Refurbishment bought time. It did not solve the capacity problem, and it could not address the structural bottleneck at the core of the network — the shared two-track tunnel between Gare du Nord and Châtelet–Les Halles, where RER B and RER D run together at peak times.

Why the MI20 had to be built for this line

The MI20 is not a shelf product applied to RER B. Like the MI79 before it, it was specified around the line’s constraints. The southern tunnel clearances that ruled out 112-metre trainsets on RER A apply equally to MI20: the new fleet matches the 104-metre length of the MI79 and MI84 sets it replaces.

The dual-voltage requirement remains — the MI20 must switch between RATP and SNCF power systems at Gare du Nord, as the MI79 has done since 1980.

What changes is the cross-section. The MI20 is a seven-car hybrid trainset combining single and double-deck carriages, carrying 1,070 passengers per set against 788 for the current fleet. Full-length intercirculation and level boarding are designed to cut dwell times at the busiest central Paris stations. Each set is air-conditioned — a basic feature absent from the original MI79.

Assembly is split between the two consortium members. CAF produces the end cars at its Reichshoffen plant in Alsace. Alstom manufactures the central cars and carries out final assembly at its Crespin site in northern France.

The first end car left Reichshoffen on 29 January 2026. No complete trainset has yet been built. The current target is late 2028 for first passenger service, with full delivery of all 146 units not expected before 2030.

The capacity gain that depends on a second system

The MI20 will add capacity. But the deeper operational change on RER B depends on something the rolling stock alone cannot deliver.

NExTEO, a communications-based train control system being deployed across RER B and D, will allow headways in the shared central tunnel to be reduced substantially — increasing the number of trains that can run through the core of the network per hour.

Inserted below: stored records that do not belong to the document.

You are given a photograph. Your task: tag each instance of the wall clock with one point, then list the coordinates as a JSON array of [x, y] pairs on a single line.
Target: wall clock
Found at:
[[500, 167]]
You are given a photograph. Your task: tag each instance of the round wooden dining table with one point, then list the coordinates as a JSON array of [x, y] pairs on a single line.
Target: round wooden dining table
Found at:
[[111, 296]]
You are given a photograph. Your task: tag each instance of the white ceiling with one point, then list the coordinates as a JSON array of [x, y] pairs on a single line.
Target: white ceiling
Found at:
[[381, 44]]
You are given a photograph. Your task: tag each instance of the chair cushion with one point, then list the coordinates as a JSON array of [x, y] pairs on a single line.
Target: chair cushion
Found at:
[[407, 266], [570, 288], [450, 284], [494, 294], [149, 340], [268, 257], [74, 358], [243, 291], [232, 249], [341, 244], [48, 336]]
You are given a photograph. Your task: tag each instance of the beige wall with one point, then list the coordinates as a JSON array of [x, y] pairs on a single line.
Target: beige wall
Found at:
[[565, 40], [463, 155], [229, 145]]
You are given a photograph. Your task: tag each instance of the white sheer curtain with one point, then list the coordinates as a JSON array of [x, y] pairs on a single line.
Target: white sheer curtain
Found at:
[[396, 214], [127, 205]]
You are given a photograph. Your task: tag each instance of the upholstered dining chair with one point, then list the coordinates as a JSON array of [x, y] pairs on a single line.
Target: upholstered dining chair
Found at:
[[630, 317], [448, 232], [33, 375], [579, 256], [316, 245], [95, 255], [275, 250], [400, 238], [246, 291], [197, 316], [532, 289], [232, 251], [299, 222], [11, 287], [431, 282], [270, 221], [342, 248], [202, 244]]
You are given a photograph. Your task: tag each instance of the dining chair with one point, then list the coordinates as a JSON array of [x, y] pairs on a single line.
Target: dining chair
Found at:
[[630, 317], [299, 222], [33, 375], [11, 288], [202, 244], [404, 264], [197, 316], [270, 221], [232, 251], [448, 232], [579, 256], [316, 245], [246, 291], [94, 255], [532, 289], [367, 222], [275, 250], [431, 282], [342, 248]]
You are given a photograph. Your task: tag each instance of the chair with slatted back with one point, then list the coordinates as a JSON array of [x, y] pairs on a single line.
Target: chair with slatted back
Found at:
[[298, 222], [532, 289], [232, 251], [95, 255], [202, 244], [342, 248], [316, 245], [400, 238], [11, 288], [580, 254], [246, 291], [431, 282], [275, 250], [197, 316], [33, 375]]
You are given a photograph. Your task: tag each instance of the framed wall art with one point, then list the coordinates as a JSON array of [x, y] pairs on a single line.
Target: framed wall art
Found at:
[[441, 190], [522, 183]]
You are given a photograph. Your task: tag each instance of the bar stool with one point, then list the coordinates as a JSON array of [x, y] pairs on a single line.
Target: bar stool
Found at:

Each MI20 trainset will carry the onboard NExTEO equipment under a separate EUR 239 million contract. The central tunnel section is scheduled to go live with NExTEO in 2031, with full deployment across the RER B perimeter by 2033.

Until the MI20 fleet and NExTEO are both in place, the capacity of the shared tunnel remains the binding constraint on what RER B can deliver. The trains being replaced were built to connect two networks that had never been designed to share one.

The trains replacing them must do the same — and enable a signalling system the line could not run without the new fleet.